Obsessive behaviour, often focussed on people.

Most, if not all, people on the spectrum have obsessive behaviour. What this means is that they are keenly interested in one particular thing. A particular subject. A particular film. A particular type of toy. Particular objects. My eldest (PDA) son is particularly keen on marine biology, he knows more about this subject that his peers. For PDA people, often the obsession is focussed more on one particular person as opposed to a subject or object.

Many people dislike the term obsession. An interest in something that makes them more knowledgeable than their peers, in neurotypical people, is usually seen as expertise. But when that same feature is seen in autistic people it is labelled as an obsession. They make it sound like a bad thing 😦

PDA people tend to appear more sociable than other people on the spectrum, this may be because they often have more of an interest in sociability. Or maybe it has something to do with control. I’m not sure. Either way, PDA people have a tendency to become overly attached to one particular person. This attachment includes a want/need to know everything about the person, a tendency to treat that person differently from others, an almost possessive preference for that person to focus solely on them and no one else. Some people have said how their PDA child would prefer one parent or sibling over the others, even to the point of excluding the others and becoming aggressive when anyone else would try to include their particular person.

Some PDA people flit from one person to another, becoming obsessed with one person, finding out everything about them and going out of their way to fit the person into their lives before dropping them and moving, sometimes quickly, onto another person. This might seem normal to the PDA person, that once they have gotten everything out of the person that they want then they are ‘used’ to the person or have become ‘bored’ and so go looking for a new person. This can be puzzling and hurtful for the chosen person as they might not understand why the PDA person has moved away from them, they may be left wondering what they did wrong.

Some PDA people can be overwhelming in their obsession and the person chosen may feel smothered. Some like the one-to-one they receive from the PDA person and that they can quickly gather information about the person and are willing to help them in any way.

Not all PDA people will be ‘obsessed’ with anything/anyone in particular.

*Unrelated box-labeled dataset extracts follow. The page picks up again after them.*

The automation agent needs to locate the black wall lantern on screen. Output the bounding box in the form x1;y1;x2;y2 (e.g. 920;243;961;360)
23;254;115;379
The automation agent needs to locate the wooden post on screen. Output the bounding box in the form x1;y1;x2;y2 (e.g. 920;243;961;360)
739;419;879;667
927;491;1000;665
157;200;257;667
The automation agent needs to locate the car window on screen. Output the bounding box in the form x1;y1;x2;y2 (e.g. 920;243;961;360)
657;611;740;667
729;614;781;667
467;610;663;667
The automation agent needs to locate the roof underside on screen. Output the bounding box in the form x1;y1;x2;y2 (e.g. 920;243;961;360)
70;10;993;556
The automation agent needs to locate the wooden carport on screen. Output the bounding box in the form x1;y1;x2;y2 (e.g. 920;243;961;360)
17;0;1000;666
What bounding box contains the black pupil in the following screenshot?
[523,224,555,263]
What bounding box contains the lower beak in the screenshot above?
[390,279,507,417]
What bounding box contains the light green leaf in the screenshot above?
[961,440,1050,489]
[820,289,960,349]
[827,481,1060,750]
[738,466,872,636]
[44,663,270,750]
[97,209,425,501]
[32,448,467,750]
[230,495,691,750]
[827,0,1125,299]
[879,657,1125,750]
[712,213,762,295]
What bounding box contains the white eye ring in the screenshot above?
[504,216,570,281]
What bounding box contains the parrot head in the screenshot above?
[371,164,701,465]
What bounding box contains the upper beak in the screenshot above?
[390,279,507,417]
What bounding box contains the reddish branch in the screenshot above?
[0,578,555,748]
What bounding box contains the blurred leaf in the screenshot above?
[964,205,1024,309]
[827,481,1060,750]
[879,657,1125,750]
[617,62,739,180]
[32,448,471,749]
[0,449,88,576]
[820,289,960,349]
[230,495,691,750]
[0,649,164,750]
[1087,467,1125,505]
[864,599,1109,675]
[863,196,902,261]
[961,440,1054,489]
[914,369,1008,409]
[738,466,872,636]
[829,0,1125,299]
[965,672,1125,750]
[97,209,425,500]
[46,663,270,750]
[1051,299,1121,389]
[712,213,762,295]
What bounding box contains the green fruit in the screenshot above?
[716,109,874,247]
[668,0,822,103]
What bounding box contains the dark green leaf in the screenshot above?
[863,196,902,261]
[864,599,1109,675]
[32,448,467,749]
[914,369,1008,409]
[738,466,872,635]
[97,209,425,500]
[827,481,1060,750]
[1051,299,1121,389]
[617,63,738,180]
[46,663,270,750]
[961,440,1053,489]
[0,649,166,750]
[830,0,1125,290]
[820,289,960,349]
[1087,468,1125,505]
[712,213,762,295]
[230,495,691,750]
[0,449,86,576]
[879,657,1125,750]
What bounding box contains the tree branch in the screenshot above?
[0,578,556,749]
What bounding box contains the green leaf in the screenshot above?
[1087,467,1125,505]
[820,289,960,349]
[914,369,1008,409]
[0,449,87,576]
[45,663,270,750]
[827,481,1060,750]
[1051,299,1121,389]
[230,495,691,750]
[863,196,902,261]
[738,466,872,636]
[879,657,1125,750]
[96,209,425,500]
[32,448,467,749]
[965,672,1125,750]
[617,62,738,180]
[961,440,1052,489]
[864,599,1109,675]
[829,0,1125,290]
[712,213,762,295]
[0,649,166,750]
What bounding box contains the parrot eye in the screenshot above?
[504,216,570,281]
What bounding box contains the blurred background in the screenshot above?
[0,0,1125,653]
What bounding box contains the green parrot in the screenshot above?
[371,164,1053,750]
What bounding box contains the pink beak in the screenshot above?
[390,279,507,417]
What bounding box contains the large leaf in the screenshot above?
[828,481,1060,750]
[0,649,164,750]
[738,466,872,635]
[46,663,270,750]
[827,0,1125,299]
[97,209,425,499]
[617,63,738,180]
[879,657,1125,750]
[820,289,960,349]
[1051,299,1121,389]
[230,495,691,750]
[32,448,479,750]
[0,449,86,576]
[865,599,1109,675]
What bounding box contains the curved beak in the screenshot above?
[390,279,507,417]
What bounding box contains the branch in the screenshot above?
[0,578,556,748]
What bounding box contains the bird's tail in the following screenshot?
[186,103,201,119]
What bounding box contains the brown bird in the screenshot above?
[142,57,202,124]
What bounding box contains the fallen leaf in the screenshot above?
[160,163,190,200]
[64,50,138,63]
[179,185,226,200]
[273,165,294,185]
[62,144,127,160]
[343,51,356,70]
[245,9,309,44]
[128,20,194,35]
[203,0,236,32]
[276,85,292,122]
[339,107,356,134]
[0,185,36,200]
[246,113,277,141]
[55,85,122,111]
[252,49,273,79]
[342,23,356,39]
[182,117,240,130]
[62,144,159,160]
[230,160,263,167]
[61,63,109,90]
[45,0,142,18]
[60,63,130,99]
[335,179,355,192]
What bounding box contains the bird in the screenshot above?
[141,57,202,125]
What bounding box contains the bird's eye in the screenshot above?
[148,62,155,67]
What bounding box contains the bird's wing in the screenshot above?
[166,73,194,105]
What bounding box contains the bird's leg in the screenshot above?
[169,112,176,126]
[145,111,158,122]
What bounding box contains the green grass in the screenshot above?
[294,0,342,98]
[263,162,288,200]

Some may flit from one interest to the next, becoming highly knowledgeable in them and spending copious amounts of time and energy pursuing their interest, before moving on, sometimes forgetting a lot of what they have learnt to make room for new information. Others will spend years on the same interest, gaining a fair bit of knowledge as they do. Some may not seem to have any interest in a particular thing, this may be because they haven’t found anything that interests them yet or their interest doesn’t seem unusual enough to have been picked up on by others or it’s an interest which isn’t easily noticeable such as daydreaming or studying people.

One of the reasons why autistic people are known (stereotypically and not always correctly) as having one particular obsession which they become experts on is because of the time and dedication people on the spectrum are able to give to certain subjects. In neurotypical people were to spend a similar amount of time, energy and dedication to one subject then they too would seem like experts and the idea of autistic obsessions would have become such a prevalent ‘thing’. There’s nothing wrong with having one particular interest or flitting from one interest to the next, however, it can be troublesome for others when the interest is in the form of heavy or unwelcome attachment to a person. This is when the PDA person needs to learn how to use boundaries. This may not be easy for the PDA person, especially if they don’t know or understand where they are going wrong or are unable to control their impulses. There are times when the PDA person may require some help in understanding how to allow other people space, this is even more difficult if the PDA person is very young as they won’t have the ability to understand. Clear instructions delivered in an understanding and compassionate way may be more likely to garner a positive response. However, if both parties are happy with a close attachment then there may be no problem at all, as some people do prefer to have one close friend.